The position of cryptocurrencies within this

The crypto market is not a leader in the liquidity cycle but an amplifier.

When the Russell Index enters a sustained upward trend, higher-beta assets tend to lag behind. Historical data repeatedly shows that ETH and altcoins usually react one to three months later.

This is not because traders are watching the Russell Index on trading platforms like TradingView, but because the same liquidity that drives capital into small caps ultimately seeks assets with higher “convexity” (i.e., the potential for large returns with relatively small risk).

And cryptocurrencies, especially in markets that have experienced capitulation, order book depth thinning, and seller exhaustion, are precisely the endpoint of this search. This is exactly the landscape facing the crypto market in early 2026.

Why does this time feel different, but the essence remains unchanged?

Every cycle has its “this time is different” reasons.

  • 2017 was the ICO bubble.
  • 2021 was excessive leverage and market bubbles.
  • 2026 is marked by regulatory uncertainty, macroeconomic doubts, and market fatigue.

These surface explanations change, but the rules of capital flow remain the same.

What’s different now is that the “pipeline system” (i.e., infrastructure) of the market has greatly improved: clearer regulatory frameworks, institutional custody standards, spot ETFs continuously absorbing market supply, and excessive leverage at the margins has decreased.

Even industry insiders are beginning to openly discuss previously secretive viewpoints. When CZ talks about a potential “super cycle,” he is not just hyping; he points to the convergence of multiple factors: liquidity, regulation, and market structure finally moving in the same direction. This synergy is extremely rare.
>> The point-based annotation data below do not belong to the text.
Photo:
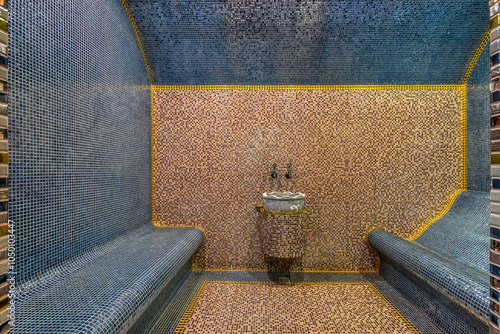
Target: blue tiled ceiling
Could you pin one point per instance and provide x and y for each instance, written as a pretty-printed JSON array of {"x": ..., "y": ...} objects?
[{"x": 310, "y": 42}]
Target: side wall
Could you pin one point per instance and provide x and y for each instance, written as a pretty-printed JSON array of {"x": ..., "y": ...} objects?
[
  {"x": 478, "y": 125},
  {"x": 79, "y": 130},
  {"x": 364, "y": 159}
]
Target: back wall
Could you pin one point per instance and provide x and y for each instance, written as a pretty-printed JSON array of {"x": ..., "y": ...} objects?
[{"x": 364, "y": 157}]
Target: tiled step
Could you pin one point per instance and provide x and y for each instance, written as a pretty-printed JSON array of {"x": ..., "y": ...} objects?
[{"x": 3, "y": 241}]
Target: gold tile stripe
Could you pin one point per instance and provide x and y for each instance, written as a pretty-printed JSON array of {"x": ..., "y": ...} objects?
[
  {"x": 189, "y": 311},
  {"x": 434, "y": 219},
  {"x": 181, "y": 326},
  {"x": 305, "y": 87},
  {"x": 463, "y": 124},
  {"x": 394, "y": 309},
  {"x": 139, "y": 40},
  {"x": 484, "y": 42},
  {"x": 153, "y": 153},
  {"x": 368, "y": 271}
]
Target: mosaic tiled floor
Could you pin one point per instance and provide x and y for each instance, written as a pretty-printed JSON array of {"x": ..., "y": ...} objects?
[
  {"x": 301, "y": 308},
  {"x": 240, "y": 302}
]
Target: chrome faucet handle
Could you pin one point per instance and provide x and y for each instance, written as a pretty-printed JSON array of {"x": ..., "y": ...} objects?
[{"x": 288, "y": 174}]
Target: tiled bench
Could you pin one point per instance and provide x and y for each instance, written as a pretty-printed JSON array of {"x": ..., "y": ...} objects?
[
  {"x": 445, "y": 270},
  {"x": 110, "y": 288}
]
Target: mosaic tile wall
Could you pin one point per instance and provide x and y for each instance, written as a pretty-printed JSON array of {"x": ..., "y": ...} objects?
[
  {"x": 478, "y": 124},
  {"x": 315, "y": 42},
  {"x": 79, "y": 132},
  {"x": 364, "y": 159}
]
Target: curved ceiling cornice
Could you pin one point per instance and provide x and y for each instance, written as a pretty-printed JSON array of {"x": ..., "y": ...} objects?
[{"x": 294, "y": 42}]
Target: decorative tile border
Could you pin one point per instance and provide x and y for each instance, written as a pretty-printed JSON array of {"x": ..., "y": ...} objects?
[{"x": 379, "y": 317}]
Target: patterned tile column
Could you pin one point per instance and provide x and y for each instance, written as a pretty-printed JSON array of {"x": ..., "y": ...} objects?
[{"x": 495, "y": 165}]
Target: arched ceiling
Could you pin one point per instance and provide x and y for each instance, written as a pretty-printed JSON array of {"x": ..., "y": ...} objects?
[{"x": 313, "y": 42}]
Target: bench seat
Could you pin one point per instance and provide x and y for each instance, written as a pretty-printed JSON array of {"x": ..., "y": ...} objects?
[
  {"x": 107, "y": 289},
  {"x": 446, "y": 266}
]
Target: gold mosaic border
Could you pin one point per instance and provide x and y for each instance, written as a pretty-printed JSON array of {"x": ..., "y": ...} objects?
[
  {"x": 305, "y": 87},
  {"x": 181, "y": 326},
  {"x": 132, "y": 22},
  {"x": 479, "y": 50}
]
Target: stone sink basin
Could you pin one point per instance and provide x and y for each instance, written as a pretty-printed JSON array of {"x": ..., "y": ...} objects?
[{"x": 283, "y": 202}]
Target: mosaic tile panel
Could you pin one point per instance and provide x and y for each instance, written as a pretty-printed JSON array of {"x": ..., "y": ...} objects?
[
  {"x": 243, "y": 307},
  {"x": 364, "y": 159},
  {"x": 478, "y": 125},
  {"x": 282, "y": 236},
  {"x": 310, "y": 42},
  {"x": 79, "y": 129}
]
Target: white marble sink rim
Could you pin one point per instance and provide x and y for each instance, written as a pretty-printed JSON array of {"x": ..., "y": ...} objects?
[{"x": 283, "y": 196}]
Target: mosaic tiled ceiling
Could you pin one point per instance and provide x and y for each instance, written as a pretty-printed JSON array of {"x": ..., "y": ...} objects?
[{"x": 309, "y": 42}]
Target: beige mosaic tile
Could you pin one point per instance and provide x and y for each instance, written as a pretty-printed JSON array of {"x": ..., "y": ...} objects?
[
  {"x": 366, "y": 158},
  {"x": 244, "y": 307}
]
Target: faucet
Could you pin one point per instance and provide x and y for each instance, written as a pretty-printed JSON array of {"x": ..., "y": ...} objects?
[
  {"x": 288, "y": 174},
  {"x": 274, "y": 174}
]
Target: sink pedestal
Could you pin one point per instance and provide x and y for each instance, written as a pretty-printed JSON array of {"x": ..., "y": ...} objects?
[{"x": 283, "y": 235}]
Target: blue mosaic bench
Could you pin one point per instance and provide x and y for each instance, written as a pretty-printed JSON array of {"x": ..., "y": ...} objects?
[
  {"x": 445, "y": 271},
  {"x": 111, "y": 289}
]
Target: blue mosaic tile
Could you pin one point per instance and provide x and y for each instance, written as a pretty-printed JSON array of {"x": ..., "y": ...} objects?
[
  {"x": 310, "y": 42},
  {"x": 449, "y": 259},
  {"x": 462, "y": 234},
  {"x": 107, "y": 289},
  {"x": 79, "y": 129},
  {"x": 478, "y": 125}
]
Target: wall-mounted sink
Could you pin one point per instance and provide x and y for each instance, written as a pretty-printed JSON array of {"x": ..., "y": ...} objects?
[{"x": 283, "y": 202}]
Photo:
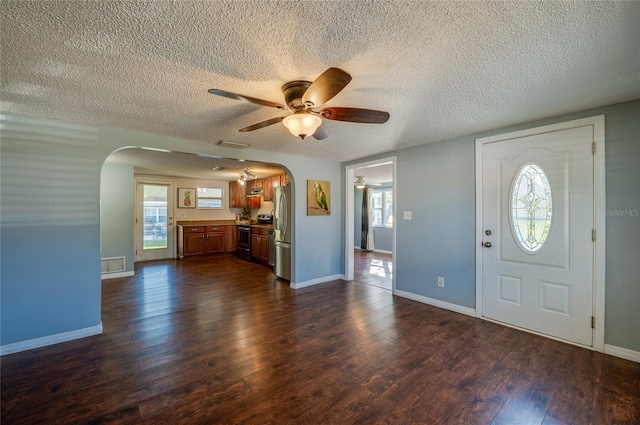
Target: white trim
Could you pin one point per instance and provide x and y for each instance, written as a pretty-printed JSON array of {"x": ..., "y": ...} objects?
[
  {"x": 436, "y": 303},
  {"x": 298, "y": 285},
  {"x": 349, "y": 211},
  {"x": 597, "y": 122},
  {"x": 116, "y": 275},
  {"x": 623, "y": 353},
  {"x": 172, "y": 250},
  {"x": 30, "y": 344},
  {"x": 529, "y": 331}
]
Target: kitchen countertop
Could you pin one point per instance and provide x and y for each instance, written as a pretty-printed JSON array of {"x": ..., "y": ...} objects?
[
  {"x": 262, "y": 226},
  {"x": 206, "y": 223},
  {"x": 254, "y": 223}
]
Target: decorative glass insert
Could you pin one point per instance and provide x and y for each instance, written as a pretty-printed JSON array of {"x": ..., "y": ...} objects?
[{"x": 530, "y": 207}]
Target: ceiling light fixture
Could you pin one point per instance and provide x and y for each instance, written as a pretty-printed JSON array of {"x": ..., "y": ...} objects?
[
  {"x": 245, "y": 175},
  {"x": 302, "y": 123}
]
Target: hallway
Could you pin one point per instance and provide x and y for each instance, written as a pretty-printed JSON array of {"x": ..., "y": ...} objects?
[{"x": 373, "y": 268}]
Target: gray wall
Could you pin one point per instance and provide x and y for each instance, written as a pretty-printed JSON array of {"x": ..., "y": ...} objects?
[
  {"x": 116, "y": 212},
  {"x": 50, "y": 221},
  {"x": 437, "y": 183}
]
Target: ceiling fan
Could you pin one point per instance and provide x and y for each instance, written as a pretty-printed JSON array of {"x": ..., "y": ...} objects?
[{"x": 304, "y": 99}]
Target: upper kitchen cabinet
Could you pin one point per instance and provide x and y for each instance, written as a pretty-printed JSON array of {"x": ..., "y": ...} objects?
[
  {"x": 284, "y": 180},
  {"x": 255, "y": 184},
  {"x": 269, "y": 185}
]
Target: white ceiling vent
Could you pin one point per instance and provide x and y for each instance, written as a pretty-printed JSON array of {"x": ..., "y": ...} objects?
[
  {"x": 228, "y": 144},
  {"x": 112, "y": 265}
]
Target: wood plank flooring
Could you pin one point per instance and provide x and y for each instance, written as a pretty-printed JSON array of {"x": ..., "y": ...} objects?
[
  {"x": 217, "y": 340},
  {"x": 373, "y": 268}
]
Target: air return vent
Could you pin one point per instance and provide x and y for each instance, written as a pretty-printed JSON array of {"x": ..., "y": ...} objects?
[
  {"x": 112, "y": 265},
  {"x": 231, "y": 144}
]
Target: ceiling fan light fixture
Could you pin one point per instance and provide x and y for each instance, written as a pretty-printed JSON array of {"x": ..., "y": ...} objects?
[{"x": 302, "y": 123}]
Mistakes made by native crypto traders

Most crypto traders are still glued to crypto charts, waiting for market confirmation signals. But this is often too late.

When altcoins start soaring, the capital rotation has long been completed in other markets. The first signs of risk appetite returning appear in markets that do not rely on hype to rise. Small caps are one such market. They don’t rely on memes to pump, but rise because borrowing becomes easier and confidence in capital is restored.
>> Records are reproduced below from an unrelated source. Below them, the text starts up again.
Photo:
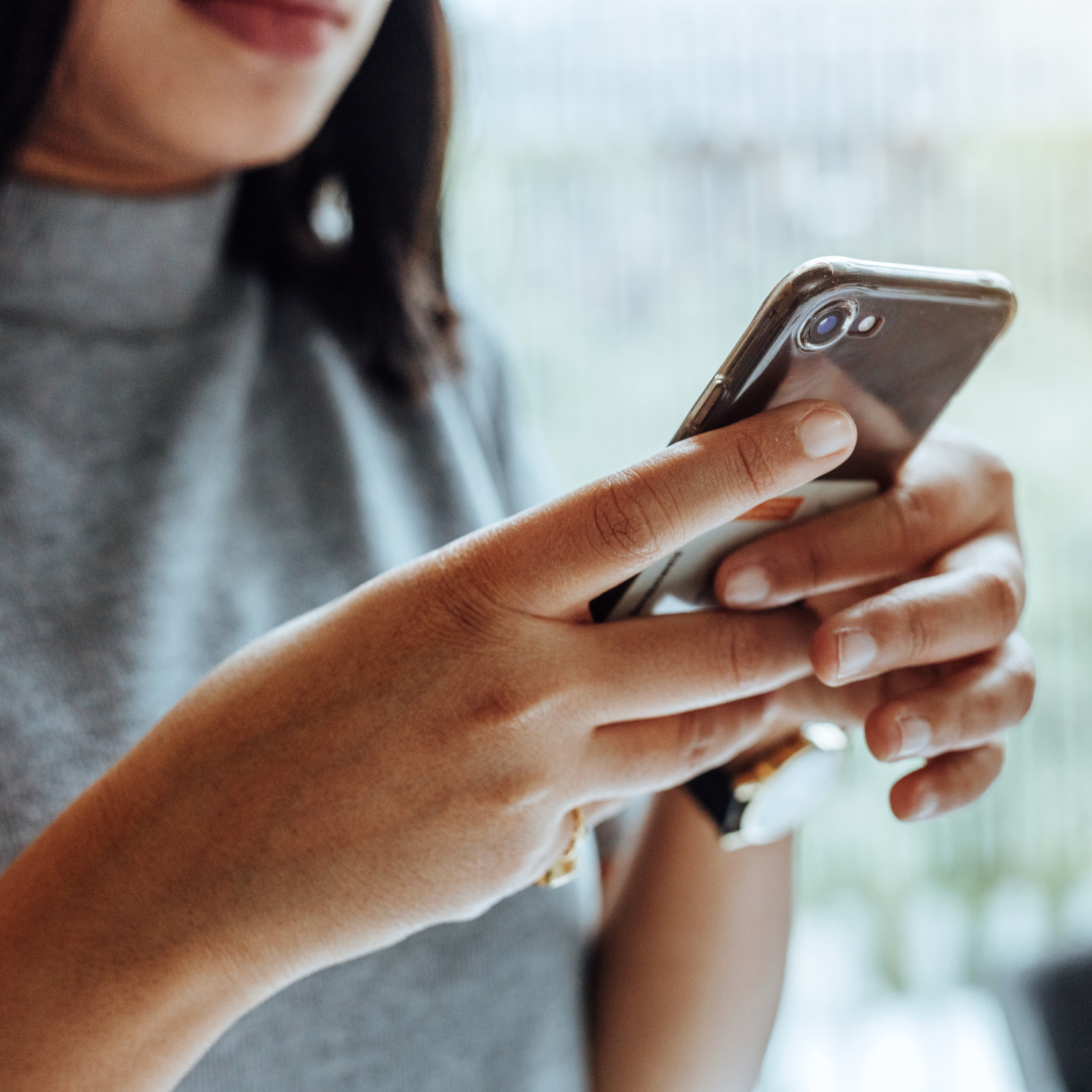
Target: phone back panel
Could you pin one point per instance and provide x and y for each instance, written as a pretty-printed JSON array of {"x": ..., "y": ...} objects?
[
  {"x": 924, "y": 332},
  {"x": 903, "y": 341}
]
So, if you ignore the Russell Index’s breakout because “it’s not related to crypto,” you are completely missing the point.

The true meaning of the “super cycle”

A “super cycle” does not mean all assets will rise forever. It means:

  • Structural support: the duration of the rise is longer than expected because it is driven by market structure rather than fleeting hype.
  • Absorbing pullbacks: market corrections are absorbed by buying, not turning into chain reactions of crashes.
  • Capital rotation rather than exit: capital rotates between sectors rather than leaving the market entirely.
  • High-beta assets gain vitality: after years of suppression, high-risk, high-reward assets finally get breathing room and upward momentum.
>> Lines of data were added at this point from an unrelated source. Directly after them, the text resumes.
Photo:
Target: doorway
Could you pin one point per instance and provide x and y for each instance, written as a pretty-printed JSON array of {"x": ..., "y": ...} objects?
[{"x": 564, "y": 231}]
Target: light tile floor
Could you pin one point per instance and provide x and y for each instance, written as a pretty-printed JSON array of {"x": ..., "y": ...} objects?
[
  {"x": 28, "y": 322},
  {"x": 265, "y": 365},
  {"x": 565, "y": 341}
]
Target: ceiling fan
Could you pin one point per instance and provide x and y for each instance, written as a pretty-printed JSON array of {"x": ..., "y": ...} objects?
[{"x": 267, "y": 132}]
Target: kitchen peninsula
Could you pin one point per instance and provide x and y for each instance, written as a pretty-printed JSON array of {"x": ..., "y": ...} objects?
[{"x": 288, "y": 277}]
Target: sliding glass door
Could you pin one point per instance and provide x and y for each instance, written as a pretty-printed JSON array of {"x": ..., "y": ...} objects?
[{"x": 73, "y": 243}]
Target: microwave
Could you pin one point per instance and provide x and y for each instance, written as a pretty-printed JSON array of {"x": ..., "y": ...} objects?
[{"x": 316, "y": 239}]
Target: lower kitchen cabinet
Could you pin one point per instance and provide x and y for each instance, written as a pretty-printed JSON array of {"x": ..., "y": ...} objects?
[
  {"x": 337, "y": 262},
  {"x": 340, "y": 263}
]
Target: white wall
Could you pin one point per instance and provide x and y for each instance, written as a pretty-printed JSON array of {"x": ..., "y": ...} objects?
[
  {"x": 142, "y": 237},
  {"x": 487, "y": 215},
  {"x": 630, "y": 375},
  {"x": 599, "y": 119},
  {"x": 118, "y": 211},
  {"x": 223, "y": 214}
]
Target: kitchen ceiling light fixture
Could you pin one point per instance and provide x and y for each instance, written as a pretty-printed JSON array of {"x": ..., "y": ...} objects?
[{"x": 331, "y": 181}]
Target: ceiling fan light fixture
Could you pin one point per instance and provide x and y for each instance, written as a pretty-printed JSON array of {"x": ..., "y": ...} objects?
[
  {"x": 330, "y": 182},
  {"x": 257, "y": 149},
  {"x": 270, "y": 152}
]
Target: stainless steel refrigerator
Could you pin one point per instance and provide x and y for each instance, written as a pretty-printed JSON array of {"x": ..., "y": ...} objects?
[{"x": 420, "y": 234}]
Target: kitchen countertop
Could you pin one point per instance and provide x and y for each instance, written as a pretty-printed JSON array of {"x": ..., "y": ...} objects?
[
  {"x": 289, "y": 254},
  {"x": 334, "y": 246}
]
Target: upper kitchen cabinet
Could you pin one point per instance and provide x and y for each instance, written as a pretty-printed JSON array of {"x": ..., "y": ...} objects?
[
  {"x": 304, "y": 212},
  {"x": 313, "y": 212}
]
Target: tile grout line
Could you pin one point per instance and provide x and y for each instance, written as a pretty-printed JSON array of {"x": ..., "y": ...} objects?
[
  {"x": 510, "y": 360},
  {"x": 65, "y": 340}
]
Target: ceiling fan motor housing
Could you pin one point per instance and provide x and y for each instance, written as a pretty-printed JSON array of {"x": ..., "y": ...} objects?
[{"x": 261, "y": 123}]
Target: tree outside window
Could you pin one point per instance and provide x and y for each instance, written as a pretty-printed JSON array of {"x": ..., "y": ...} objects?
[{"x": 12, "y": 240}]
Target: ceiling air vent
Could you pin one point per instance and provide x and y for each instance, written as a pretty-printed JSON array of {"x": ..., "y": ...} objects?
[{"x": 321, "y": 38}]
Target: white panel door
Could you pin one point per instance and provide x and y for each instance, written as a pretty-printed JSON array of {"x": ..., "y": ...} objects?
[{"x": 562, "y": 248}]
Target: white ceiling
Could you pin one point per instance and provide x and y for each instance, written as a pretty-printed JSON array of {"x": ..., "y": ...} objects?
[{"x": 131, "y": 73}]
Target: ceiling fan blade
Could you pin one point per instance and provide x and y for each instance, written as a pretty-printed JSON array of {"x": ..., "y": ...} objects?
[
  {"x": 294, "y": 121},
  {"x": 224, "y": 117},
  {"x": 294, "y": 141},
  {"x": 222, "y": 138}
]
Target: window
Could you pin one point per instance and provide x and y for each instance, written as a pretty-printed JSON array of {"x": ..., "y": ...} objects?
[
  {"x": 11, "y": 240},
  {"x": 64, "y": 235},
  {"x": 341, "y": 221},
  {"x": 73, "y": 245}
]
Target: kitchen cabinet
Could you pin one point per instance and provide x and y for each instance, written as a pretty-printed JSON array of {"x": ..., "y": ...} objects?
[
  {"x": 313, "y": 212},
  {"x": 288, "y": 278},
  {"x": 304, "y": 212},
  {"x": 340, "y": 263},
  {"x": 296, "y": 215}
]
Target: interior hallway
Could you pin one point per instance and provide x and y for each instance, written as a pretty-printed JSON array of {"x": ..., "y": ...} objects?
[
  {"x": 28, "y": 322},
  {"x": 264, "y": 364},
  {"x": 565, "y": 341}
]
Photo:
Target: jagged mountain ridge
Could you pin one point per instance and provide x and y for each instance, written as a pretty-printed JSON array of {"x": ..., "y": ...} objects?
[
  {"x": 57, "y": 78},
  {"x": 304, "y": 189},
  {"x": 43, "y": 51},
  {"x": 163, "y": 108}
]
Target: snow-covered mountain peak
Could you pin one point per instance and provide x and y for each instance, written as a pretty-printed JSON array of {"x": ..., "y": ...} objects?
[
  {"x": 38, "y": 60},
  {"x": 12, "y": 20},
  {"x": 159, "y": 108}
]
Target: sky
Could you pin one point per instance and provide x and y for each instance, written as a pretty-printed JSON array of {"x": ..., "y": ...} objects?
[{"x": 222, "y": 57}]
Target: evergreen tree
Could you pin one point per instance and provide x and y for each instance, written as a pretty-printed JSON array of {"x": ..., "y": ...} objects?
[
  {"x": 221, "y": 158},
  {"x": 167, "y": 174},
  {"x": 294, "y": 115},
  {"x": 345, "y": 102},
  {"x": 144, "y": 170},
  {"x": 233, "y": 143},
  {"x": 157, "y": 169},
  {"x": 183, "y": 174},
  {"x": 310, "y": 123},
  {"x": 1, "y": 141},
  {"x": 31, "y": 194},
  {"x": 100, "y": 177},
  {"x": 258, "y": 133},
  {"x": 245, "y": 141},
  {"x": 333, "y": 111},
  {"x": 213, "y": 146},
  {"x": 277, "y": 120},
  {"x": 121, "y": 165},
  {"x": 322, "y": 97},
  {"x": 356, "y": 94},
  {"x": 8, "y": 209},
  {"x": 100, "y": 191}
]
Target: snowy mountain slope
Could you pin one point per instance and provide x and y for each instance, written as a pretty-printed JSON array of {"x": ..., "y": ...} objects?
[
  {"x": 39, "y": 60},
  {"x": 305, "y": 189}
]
This is exactly the environment where altcoins stop “bleeding” and start a value revaluation. Not all altcoins will rise, and the magnitude of gains will not be uniform, but the trend will be decisive.

The signals are on the table

The Russell Index breaking to a new all-time high is no coincidence. It occurs alongside easing liquidity, risk tolerance returning, and capital deciding to move again.

  • It did so in 2017.
  • It did so in 2021.
  • It is doing so now.

You don’t need to predict specific target prices or precisely time rotations. You only need to recognize that when small caps lead the market, they are telling you what’s coming next.

The crypto market has previously ignored this signal, often regretting it a few months later.